Ukraine’s Kalush Orchestra won Eurovision 2022 by a landslide – the EBU has confirmed the 2023 competition will be hosted elsewhere (Picture: EPA)
Eurovision winners Kalush Orchestra have admitted he’s ‘surprised and disappointed’ over the decision to keep the 2023 competition out of Ukraine.
The EBU previously released a statement saying the competition could be held in the UK. On Thursday, it released a statement saying it is standing firm on the decision to keep the competition out of Ukraine despite an outpouring of disappointment.
Speaking to Metro.co.uk, Kalush Orchestra frontman Oleg Psyuk admitted he was ‘surprised’.
‘I’m very disappointed because we had hoped to host it in Ukraine,’ he explained.
The Ukranian entry won Eurovision 2022 with a landslide in the televotes, receiving a well-earned congratulations from President Volodymyr Zelensky.
However, shortly after the competition, Kalush Orchestra auctioned off the tropy, raising a huge $900,000 (£700,000) to help the Ukrainian army.
Reflecting on the auction, he said: ‘It’s very important to help our country at the moment.’
Speaking about the other ways the group has managed to help the Ukranian effort, Oleg went on: ‘We help as much as we can. I have a volunteering organisation, one of my musicians is fighting on the front line, and we’re also raising donations and money from the ticket sales and we send it all to Ukraine’.
Kalush Orchestra were hoping the competition would be held in Ukraine next year (Picture: Getty Images)
Ahead of Kalush Orchestra’s upcoming performance at Glastonbury Festival, Oleg urged fans in the UK: ‘Follow our work, make sure to follow our music.
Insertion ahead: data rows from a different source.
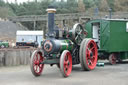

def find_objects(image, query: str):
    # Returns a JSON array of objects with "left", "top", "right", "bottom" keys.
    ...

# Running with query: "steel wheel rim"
[
  {"left": 85, "top": 40, "right": 97, "bottom": 70},
  {"left": 111, "top": 54, "right": 116, "bottom": 64},
  {"left": 63, "top": 52, "right": 72, "bottom": 76},
  {"left": 33, "top": 52, "right": 44, "bottom": 75}
]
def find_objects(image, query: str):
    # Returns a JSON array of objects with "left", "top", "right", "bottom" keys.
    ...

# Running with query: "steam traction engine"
[{"left": 30, "top": 7, "right": 97, "bottom": 77}]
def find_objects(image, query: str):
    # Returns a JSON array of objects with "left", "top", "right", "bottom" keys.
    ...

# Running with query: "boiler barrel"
[{"left": 43, "top": 39, "right": 74, "bottom": 53}]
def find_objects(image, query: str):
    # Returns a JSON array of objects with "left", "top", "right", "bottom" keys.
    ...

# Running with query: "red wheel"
[
  {"left": 80, "top": 39, "right": 98, "bottom": 71},
  {"left": 60, "top": 50, "right": 72, "bottom": 77},
  {"left": 109, "top": 53, "right": 117, "bottom": 65},
  {"left": 30, "top": 50, "right": 44, "bottom": 76}
]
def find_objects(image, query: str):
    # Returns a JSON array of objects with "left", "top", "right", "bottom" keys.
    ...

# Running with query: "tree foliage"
[{"left": 0, "top": 0, "right": 128, "bottom": 17}]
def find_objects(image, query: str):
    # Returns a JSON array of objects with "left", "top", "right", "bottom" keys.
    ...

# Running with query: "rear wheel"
[
  {"left": 30, "top": 50, "right": 44, "bottom": 76},
  {"left": 109, "top": 53, "right": 117, "bottom": 65},
  {"left": 60, "top": 50, "right": 72, "bottom": 77},
  {"left": 80, "top": 39, "right": 98, "bottom": 71}
]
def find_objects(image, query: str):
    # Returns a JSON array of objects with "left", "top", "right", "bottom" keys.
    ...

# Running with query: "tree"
[{"left": 78, "top": 0, "right": 85, "bottom": 12}]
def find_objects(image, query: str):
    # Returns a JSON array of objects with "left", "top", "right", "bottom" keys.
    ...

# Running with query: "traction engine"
[{"left": 30, "top": 7, "right": 97, "bottom": 77}]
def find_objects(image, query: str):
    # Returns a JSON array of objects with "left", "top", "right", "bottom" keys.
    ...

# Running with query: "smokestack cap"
[{"left": 46, "top": 6, "right": 56, "bottom": 13}]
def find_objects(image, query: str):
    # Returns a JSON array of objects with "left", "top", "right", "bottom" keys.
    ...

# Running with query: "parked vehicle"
[
  {"left": 16, "top": 31, "right": 43, "bottom": 47},
  {"left": 85, "top": 19, "right": 128, "bottom": 64},
  {"left": 0, "top": 41, "right": 9, "bottom": 48},
  {"left": 30, "top": 8, "right": 97, "bottom": 77}
]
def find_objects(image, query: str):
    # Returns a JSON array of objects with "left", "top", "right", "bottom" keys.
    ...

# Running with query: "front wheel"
[
  {"left": 60, "top": 50, "right": 72, "bottom": 77},
  {"left": 79, "top": 38, "right": 98, "bottom": 71},
  {"left": 30, "top": 50, "right": 44, "bottom": 76},
  {"left": 109, "top": 53, "right": 117, "bottom": 65}
]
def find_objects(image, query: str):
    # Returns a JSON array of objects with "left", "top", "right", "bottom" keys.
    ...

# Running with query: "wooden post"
[{"left": 33, "top": 21, "right": 36, "bottom": 30}]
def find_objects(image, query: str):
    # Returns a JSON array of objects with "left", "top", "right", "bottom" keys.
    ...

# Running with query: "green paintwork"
[
  {"left": 60, "top": 39, "right": 74, "bottom": 51},
  {"left": 0, "top": 41, "right": 9, "bottom": 48},
  {"left": 85, "top": 19, "right": 128, "bottom": 59}
]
Our culture is, at the moment, being under attack [so] if you would like to help, listen to our work, cultural music, and follow us.’
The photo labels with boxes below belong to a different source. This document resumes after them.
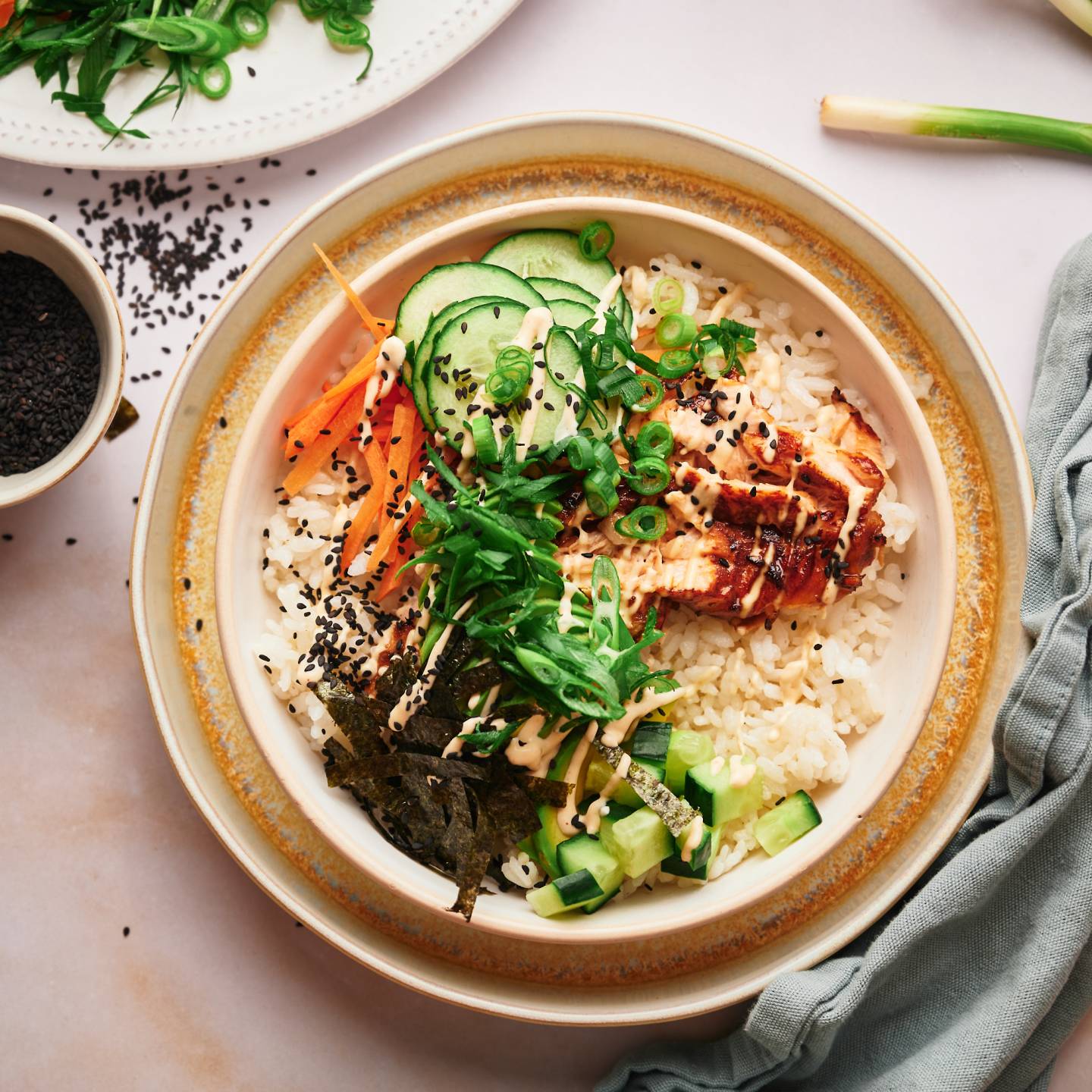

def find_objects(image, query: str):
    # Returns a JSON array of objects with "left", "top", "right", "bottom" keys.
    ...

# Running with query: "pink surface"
[{"left": 0, "top": 0, "right": 1092, "bottom": 1092}]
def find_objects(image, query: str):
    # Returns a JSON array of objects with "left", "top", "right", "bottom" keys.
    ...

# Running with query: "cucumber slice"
[
  {"left": 683, "top": 755, "right": 762, "bottom": 827},
  {"left": 529, "top": 732, "right": 583, "bottom": 880},
  {"left": 422, "top": 300, "right": 584, "bottom": 454},
  {"left": 394, "top": 262, "right": 546, "bottom": 348},
  {"left": 482, "top": 228, "right": 615, "bottom": 300},
  {"left": 546, "top": 300, "right": 595, "bottom": 330},
  {"left": 664, "top": 728, "right": 714, "bottom": 796},
  {"left": 755, "top": 789, "right": 822, "bottom": 857},
  {"left": 482, "top": 228, "right": 633, "bottom": 330},
  {"left": 584, "top": 755, "right": 664, "bottom": 808},
  {"left": 660, "top": 824, "right": 720, "bottom": 880},
  {"left": 528, "top": 868, "right": 603, "bottom": 918},
  {"left": 557, "top": 834, "right": 623, "bottom": 894},
  {"left": 528, "top": 276, "right": 600, "bottom": 311},
  {"left": 600, "top": 808, "right": 675, "bottom": 877},
  {"left": 629, "top": 720, "right": 672, "bottom": 764},
  {"left": 410, "top": 296, "right": 504, "bottom": 432}
]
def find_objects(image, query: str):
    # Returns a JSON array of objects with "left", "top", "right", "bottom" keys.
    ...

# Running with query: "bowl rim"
[
  {"left": 214, "top": 196, "right": 956, "bottom": 943},
  {"left": 0, "top": 204, "right": 126, "bottom": 509}
]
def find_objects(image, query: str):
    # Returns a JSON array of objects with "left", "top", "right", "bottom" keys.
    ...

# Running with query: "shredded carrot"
[
  {"left": 284, "top": 388, "right": 364, "bottom": 497},
  {"left": 367, "top": 402, "right": 422, "bottom": 573},
  {"left": 340, "top": 444, "right": 388, "bottom": 573},
  {"left": 313, "top": 243, "right": 393, "bottom": 340},
  {"left": 284, "top": 394, "right": 350, "bottom": 457}
]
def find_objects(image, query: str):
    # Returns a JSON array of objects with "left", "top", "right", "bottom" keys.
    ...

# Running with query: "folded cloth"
[{"left": 598, "top": 238, "right": 1092, "bottom": 1092}]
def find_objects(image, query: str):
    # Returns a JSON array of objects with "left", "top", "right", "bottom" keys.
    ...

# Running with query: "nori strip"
[
  {"left": 452, "top": 663, "right": 504, "bottom": 701},
  {"left": 315, "top": 655, "right": 554, "bottom": 921},
  {"left": 594, "top": 739, "right": 700, "bottom": 837},
  {"left": 327, "top": 752, "right": 489, "bottom": 789},
  {"left": 516, "top": 774, "right": 573, "bottom": 808}
]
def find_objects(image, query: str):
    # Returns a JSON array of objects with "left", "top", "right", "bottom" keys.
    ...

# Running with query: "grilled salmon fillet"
[{"left": 558, "top": 379, "right": 886, "bottom": 623}]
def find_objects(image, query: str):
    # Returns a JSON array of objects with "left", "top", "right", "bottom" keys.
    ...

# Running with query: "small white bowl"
[
  {"left": 0, "top": 206, "right": 126, "bottom": 508},
  {"left": 215, "top": 198, "right": 956, "bottom": 943}
]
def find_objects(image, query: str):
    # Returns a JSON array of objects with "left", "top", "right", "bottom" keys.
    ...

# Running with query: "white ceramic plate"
[
  {"left": 0, "top": 0, "right": 519, "bottom": 171},
  {"left": 216, "top": 198, "right": 956, "bottom": 943}
]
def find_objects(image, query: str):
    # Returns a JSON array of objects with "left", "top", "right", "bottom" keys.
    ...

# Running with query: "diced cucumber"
[
  {"left": 528, "top": 276, "right": 600, "bottom": 311},
  {"left": 600, "top": 808, "right": 675, "bottom": 877},
  {"left": 557, "top": 834, "right": 623, "bottom": 894},
  {"left": 683, "top": 755, "right": 762, "bottom": 827},
  {"left": 528, "top": 868, "right": 603, "bottom": 918},
  {"left": 665, "top": 728, "right": 714, "bottom": 796},
  {"left": 529, "top": 732, "right": 583, "bottom": 880},
  {"left": 660, "top": 824, "right": 720, "bottom": 880},
  {"left": 584, "top": 755, "right": 664, "bottom": 808},
  {"left": 546, "top": 300, "right": 595, "bottom": 330},
  {"left": 410, "top": 296, "right": 509, "bottom": 431},
  {"left": 629, "top": 720, "right": 672, "bottom": 764},
  {"left": 755, "top": 789, "right": 822, "bottom": 857},
  {"left": 394, "top": 262, "right": 546, "bottom": 348}
]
Earlier this month, the EBU confirmed it would start discussions with the BBC about potentially hosting Eurovision in the UK.
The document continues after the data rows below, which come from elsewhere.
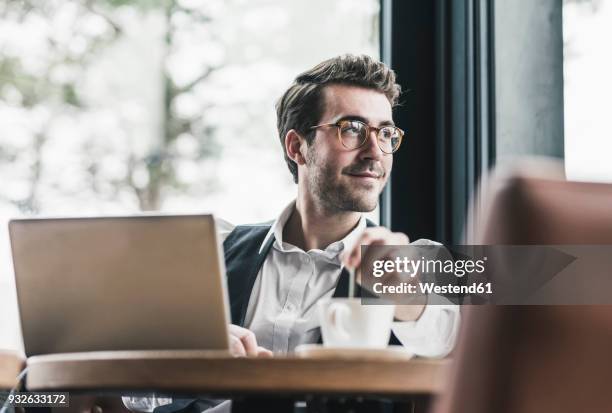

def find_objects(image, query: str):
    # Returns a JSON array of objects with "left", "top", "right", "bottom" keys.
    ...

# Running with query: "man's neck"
[{"left": 283, "top": 197, "right": 361, "bottom": 251}]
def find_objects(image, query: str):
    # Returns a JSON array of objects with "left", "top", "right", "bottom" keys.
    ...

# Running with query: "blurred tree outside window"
[{"left": 0, "top": 0, "right": 380, "bottom": 348}]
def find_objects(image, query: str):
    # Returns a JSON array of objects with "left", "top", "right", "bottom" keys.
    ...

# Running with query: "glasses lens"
[
  {"left": 378, "top": 126, "right": 402, "bottom": 153},
  {"left": 339, "top": 120, "right": 367, "bottom": 149}
]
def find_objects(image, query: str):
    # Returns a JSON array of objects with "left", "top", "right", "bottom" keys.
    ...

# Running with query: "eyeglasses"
[{"left": 310, "top": 120, "right": 404, "bottom": 154}]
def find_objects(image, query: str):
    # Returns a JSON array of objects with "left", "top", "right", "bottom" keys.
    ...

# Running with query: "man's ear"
[{"left": 285, "top": 129, "right": 306, "bottom": 165}]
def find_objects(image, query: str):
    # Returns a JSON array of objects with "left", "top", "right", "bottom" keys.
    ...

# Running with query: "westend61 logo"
[
  {"left": 372, "top": 257, "right": 487, "bottom": 278},
  {"left": 360, "top": 241, "right": 596, "bottom": 305},
  {"left": 362, "top": 245, "right": 493, "bottom": 303}
]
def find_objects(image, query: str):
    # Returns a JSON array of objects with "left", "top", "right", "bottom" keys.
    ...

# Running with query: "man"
[{"left": 123, "top": 55, "right": 459, "bottom": 411}]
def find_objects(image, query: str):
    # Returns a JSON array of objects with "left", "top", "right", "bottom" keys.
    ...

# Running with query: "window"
[
  {"left": 0, "top": 0, "right": 380, "bottom": 348},
  {"left": 563, "top": 0, "right": 612, "bottom": 182}
]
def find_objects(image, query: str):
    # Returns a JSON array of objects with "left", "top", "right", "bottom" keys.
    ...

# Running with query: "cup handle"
[{"left": 327, "top": 303, "right": 351, "bottom": 340}]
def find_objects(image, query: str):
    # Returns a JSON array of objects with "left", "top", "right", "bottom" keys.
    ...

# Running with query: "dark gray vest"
[
  {"left": 223, "top": 220, "right": 375, "bottom": 326},
  {"left": 223, "top": 220, "right": 399, "bottom": 344}
]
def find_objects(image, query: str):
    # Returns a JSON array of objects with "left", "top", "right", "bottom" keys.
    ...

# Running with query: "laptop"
[{"left": 9, "top": 215, "right": 230, "bottom": 356}]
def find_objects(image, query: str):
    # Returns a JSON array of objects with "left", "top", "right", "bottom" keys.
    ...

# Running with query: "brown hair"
[{"left": 276, "top": 54, "right": 401, "bottom": 183}]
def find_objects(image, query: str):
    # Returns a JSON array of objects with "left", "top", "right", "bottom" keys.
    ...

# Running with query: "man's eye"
[{"left": 341, "top": 122, "right": 362, "bottom": 134}]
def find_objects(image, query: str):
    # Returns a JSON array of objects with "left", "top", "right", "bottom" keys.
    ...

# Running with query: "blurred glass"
[
  {"left": 563, "top": 0, "right": 612, "bottom": 182},
  {"left": 0, "top": 0, "right": 379, "bottom": 348}
]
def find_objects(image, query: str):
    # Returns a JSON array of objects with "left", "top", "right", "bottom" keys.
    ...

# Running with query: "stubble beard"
[{"left": 306, "top": 149, "right": 380, "bottom": 214}]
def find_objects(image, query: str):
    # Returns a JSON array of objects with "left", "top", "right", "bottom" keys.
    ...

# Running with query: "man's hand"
[
  {"left": 229, "top": 324, "right": 272, "bottom": 357},
  {"left": 342, "top": 227, "right": 410, "bottom": 276},
  {"left": 342, "top": 227, "right": 427, "bottom": 321}
]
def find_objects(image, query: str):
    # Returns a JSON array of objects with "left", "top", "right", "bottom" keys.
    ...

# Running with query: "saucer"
[{"left": 295, "top": 344, "right": 414, "bottom": 360}]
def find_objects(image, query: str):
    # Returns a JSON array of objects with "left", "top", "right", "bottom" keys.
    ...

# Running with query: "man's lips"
[{"left": 348, "top": 171, "right": 382, "bottom": 179}]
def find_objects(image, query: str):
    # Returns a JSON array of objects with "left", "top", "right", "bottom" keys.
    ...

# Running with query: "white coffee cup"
[{"left": 317, "top": 298, "right": 395, "bottom": 348}]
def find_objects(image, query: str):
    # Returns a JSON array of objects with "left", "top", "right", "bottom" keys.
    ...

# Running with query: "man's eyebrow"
[{"left": 336, "top": 115, "right": 395, "bottom": 126}]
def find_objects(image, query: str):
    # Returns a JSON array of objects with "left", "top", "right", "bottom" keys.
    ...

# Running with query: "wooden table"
[
  {"left": 27, "top": 351, "right": 449, "bottom": 395},
  {"left": 0, "top": 350, "right": 25, "bottom": 390},
  {"left": 26, "top": 351, "right": 450, "bottom": 411}
]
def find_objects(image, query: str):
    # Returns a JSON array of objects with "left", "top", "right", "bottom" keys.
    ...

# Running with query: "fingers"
[
  {"left": 229, "top": 324, "right": 272, "bottom": 357},
  {"left": 230, "top": 334, "right": 246, "bottom": 357},
  {"left": 257, "top": 346, "right": 273, "bottom": 358},
  {"left": 342, "top": 227, "right": 410, "bottom": 268}
]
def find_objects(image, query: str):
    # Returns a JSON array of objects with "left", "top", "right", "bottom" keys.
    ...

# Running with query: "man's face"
[{"left": 299, "top": 85, "right": 393, "bottom": 212}]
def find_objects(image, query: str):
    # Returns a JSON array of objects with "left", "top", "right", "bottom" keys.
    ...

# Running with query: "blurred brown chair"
[{"left": 434, "top": 159, "right": 612, "bottom": 413}]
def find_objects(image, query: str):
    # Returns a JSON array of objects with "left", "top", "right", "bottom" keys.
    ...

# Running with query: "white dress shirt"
[{"left": 124, "top": 201, "right": 460, "bottom": 412}]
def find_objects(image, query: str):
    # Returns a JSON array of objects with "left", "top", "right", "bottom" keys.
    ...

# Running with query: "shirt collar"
[{"left": 259, "top": 200, "right": 367, "bottom": 254}]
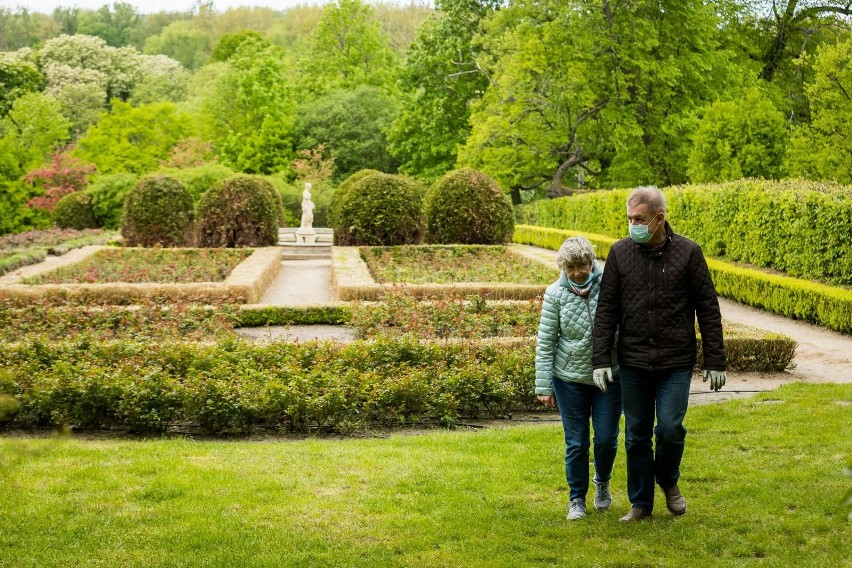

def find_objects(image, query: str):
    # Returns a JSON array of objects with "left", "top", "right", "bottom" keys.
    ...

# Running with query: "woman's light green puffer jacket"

Ukraine quickly expressed their upset at the decision, with the EBU facing criticism from Ukraine’s Minister of Culture and the head of its state broadcaster.
However, despite being aware of the ‘disappointment’ from Ukraine after finding out the 2023 contest would not be held in the winning country, the EBU has confirmed they will not be shifting their plans.
In a statement, the EBU said: ‘The decision was guided by the EBU’s responsibility to ensure the conditions are met to guarantee the safety and security of everyone working and participating in the event, the planning of which needs to begin immediately in the host country.
‘At least 10,000 people are usually accredited to work on, or at, the Eurovision Song Contest including crew, staff and journalists. A further 30,000 fans are expected to travel to the event from across the world. Their welfare is our prime concern. It is therefore critical that decisions made in relation to such a complex live television event are made by broadcasting professionals and do not become politicized.’